Dr. Seuss Goes to War: The World War II Editorial Cartoons of Theodor Seuss Geisel
- Author: Richard H. Minear
- Language: English
- Genre: Non-fiction
- Publisher: The New Press
- Publication date: 1999
- Publication place: United States
- ISBN: 1-56584-565-X

= Dr. Seuss Goes to War =

1999 book by Richard H. Minear

Dr. Seuss Goes to War: The World War II Editorial Cartoons of Theodor Seuss Geisel is a 1999 book written by Richard H. Minear, containing Dr. Seuss's political cartoons created during World War II.

Creating his cartoons for the liberal New York magazine PM, Seuss denounced Adolf Hitler and Benito Mussolini and was highly critical of non-interventionists ("isolationists"), most notably Charles Lindbergh, who opposed US entry into the war. One cartoon depicted all Japanese Americans as latent traitors or fifth-columnists while at the same time other cartoons deplored the racism at home against Jews and blacks that harmed the war effort. His cartoons were strongly supportive of President Franklin D. Roosevelt's handling of the war, combining the usual exhortations to ration and contribute to the war effort with frequent attacks on Congress (especially the Republican Party), parts of the press (such as the New York Daily News, Chicago Tribune and Washington Times-Herald), isolationists (notably Charles Lindbergh), and others for criticism of Roosevelt, criticism of aid to the Soviet Union, investigation of suspected communists, and other offenses that he depicted as leading to disunity and helping the Nazis, intentionally or inadvertently.

==Reception==
The book was well received.

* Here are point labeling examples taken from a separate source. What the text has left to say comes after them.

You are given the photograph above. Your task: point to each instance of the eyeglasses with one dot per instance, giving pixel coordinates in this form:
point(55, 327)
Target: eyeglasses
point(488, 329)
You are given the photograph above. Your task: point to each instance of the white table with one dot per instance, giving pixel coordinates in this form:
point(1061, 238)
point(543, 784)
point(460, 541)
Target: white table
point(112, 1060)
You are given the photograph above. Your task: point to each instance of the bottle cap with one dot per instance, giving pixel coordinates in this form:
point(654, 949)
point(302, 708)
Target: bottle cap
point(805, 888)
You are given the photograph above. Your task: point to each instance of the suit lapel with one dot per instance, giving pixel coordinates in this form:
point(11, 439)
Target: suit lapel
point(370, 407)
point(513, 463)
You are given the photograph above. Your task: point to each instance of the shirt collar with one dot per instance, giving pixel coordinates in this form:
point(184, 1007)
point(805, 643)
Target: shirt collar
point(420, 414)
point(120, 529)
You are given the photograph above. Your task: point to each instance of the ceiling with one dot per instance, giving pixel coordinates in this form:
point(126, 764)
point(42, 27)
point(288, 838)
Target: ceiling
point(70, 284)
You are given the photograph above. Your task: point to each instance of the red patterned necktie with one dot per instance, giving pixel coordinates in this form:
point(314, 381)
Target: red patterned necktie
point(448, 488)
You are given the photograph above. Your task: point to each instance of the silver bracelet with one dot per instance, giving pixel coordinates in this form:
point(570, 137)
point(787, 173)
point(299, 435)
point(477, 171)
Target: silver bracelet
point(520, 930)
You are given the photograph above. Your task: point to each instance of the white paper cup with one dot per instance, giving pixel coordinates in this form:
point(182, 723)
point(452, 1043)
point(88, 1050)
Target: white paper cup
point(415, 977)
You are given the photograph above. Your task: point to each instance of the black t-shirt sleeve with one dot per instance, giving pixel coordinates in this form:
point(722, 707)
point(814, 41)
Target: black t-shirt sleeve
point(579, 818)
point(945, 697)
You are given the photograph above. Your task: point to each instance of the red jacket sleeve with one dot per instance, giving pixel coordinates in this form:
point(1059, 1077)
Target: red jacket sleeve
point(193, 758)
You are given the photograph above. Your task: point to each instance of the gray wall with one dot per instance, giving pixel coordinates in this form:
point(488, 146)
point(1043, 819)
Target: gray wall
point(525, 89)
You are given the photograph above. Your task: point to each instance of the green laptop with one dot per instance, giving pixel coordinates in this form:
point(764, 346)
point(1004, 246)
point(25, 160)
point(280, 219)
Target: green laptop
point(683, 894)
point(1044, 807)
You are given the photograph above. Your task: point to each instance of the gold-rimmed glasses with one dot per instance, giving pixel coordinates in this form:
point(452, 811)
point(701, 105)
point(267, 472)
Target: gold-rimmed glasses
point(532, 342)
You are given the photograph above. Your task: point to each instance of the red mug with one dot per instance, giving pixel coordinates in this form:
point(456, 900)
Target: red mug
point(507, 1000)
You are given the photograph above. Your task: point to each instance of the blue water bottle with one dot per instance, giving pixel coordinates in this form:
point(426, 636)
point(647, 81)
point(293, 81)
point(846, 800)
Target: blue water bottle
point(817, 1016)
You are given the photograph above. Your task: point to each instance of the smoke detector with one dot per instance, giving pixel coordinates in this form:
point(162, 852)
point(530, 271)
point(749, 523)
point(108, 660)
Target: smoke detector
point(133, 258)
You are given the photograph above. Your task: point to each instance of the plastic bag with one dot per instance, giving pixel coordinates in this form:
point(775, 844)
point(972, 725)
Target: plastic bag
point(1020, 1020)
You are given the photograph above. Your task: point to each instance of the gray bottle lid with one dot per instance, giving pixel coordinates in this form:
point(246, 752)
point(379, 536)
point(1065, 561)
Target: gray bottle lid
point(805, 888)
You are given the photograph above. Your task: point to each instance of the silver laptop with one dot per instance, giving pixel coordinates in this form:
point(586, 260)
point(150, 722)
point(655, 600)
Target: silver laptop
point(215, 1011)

Entertainment Weekly gave it an "A" grade: "This is scathing, fascinating stuff, and with Minear's commentary, it provides a provocative history of wartime politics." People described the book as "How the Führer (Almost) Stole Christmas" and called it "a revelation", although (like many other reviewers) it noted with distaste Seuss's "incongruously, appallingly caricatured Japanese-Americans". Gaby Wood of The Guardian commented on the connection between Seuss's war cartoons and the messages in his later work for children, observing, "It is as if, having fought for common sense during the war, Dr Seuss performed a canny shift and turned non-sense to his advantage, making it the plain universal language we needed to hear."

==Exhibitions and sequel==
The book led to a number of museum exhibitions about Seuss's political work. In 2009, a follow-up volume was published entitled Dr. Seuss & Co. Go to War, presenting Seuss's cartoons for PM together with those by other PM artists, including Saul Steinberg.